二十五歳の明美は制服を着たら女子中学生に見えるほど童顔で、かわいらしい顔立ちをしている。
ダークブラウンのタイトスカートに真っ白いシャツという、どちらかといえばシックなスタイルの光風堂の制服は、彼女が着ると子供が背伸びをして母親の洋服を着ているようにも見える。百六十センチの奈々の鼻先くらいの小柄な体型も、その幼さに拍車をかけているように思えた。

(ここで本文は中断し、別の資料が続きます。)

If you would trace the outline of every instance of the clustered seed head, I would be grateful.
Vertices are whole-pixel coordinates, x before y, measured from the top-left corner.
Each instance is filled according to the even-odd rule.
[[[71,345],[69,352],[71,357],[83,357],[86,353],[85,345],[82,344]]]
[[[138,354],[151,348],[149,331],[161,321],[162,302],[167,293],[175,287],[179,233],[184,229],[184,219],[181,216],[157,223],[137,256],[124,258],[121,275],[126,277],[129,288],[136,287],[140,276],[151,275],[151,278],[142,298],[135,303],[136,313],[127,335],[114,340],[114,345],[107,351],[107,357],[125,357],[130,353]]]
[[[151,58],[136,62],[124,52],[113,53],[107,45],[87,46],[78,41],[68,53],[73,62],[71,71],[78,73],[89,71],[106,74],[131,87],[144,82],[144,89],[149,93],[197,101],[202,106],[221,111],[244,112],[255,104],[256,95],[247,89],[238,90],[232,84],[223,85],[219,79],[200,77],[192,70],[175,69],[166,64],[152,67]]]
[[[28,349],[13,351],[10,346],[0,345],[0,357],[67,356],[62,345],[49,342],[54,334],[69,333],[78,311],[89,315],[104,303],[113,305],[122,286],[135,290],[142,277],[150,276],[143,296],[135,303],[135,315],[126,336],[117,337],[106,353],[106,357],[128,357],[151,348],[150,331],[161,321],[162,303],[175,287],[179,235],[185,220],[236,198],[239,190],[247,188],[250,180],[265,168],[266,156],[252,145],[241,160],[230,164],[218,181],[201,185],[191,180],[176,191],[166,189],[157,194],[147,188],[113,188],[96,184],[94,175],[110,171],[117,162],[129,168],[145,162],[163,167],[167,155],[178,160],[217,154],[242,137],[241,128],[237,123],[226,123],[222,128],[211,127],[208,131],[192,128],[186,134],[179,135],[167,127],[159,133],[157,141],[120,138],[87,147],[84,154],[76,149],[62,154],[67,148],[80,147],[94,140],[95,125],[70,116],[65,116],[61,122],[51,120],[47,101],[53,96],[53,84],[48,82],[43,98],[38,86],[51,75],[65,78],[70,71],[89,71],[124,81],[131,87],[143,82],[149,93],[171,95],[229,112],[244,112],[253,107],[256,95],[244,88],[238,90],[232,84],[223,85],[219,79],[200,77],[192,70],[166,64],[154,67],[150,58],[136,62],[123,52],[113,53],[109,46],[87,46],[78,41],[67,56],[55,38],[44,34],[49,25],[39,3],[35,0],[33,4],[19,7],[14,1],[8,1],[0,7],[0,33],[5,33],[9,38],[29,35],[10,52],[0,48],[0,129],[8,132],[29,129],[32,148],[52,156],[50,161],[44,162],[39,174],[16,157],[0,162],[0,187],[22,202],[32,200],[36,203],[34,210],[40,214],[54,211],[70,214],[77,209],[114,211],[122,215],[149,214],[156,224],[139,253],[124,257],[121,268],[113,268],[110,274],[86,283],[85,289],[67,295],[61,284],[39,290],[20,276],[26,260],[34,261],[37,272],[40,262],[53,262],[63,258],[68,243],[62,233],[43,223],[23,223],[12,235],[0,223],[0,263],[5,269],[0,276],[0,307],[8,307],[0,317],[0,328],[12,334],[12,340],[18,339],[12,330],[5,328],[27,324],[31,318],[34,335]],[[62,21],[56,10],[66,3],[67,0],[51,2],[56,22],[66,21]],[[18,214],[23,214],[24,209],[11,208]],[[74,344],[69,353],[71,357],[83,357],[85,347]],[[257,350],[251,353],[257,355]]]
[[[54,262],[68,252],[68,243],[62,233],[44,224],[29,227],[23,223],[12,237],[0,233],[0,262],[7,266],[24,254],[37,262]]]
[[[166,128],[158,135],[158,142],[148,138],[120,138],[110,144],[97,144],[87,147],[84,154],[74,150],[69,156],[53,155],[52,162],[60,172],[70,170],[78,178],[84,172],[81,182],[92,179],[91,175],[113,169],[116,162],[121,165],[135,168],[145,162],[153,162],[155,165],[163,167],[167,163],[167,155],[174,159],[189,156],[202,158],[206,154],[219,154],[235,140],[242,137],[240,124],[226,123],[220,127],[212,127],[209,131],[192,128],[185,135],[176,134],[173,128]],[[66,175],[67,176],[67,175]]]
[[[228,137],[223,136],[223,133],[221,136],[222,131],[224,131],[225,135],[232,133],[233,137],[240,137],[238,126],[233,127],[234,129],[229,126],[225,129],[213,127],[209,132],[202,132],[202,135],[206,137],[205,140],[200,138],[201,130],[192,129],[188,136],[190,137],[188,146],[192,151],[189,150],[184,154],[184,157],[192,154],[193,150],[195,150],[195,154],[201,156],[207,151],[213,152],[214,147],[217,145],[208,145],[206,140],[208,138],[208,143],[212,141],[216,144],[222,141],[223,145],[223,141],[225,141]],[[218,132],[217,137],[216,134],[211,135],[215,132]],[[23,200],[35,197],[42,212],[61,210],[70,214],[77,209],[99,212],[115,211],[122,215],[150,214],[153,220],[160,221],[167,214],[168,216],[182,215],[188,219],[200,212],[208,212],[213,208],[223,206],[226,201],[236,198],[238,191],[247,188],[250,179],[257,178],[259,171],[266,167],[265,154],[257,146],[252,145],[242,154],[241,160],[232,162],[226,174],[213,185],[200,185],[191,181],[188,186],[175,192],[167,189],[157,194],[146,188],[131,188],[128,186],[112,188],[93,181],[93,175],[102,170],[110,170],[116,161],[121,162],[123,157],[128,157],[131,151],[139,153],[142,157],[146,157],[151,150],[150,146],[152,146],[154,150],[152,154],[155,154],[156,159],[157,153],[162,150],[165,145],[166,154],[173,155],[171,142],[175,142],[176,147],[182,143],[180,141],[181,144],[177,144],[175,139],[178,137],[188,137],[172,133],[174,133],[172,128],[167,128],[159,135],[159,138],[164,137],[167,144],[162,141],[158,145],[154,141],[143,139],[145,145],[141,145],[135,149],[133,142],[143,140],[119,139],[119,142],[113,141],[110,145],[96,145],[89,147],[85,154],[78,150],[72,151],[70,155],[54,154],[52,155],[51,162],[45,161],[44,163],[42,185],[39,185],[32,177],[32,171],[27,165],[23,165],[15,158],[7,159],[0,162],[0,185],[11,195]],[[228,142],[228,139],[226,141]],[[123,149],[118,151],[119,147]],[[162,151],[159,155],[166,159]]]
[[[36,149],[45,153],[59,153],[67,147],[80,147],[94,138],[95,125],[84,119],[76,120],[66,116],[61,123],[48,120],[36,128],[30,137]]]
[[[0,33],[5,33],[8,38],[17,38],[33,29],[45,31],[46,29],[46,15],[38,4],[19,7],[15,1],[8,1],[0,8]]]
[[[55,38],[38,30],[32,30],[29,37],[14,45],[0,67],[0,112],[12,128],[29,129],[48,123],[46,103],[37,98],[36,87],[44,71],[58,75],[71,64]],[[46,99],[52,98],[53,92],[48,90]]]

そこまで言ってしまうと明美は頼りないスタッフのように思うかもしれないが、実は英語にフランス語、イタリア語まで堪能な帰国子女なので、光風堂にとっては必要な人材でもある。なにしろここは、外資系高級ホテルの一角。半数は外国からのお客が来店する。


「どこの照明?」


奈々が明美のあとを追っていくと、店内中央にあるラウンジチェアの脇に置かれたフロアランプが確かに切れていた。

――ついさっき見て回ったのに。私ってば、なにをチェックしたんだろう。

自分が見落としたことに軽く気落ちする。


「すぐに手配するね」


父が亡くなる以前、奈々は和菓子の製作だけを考えていればよかったが、今は店全体を見なくてはならない経営者。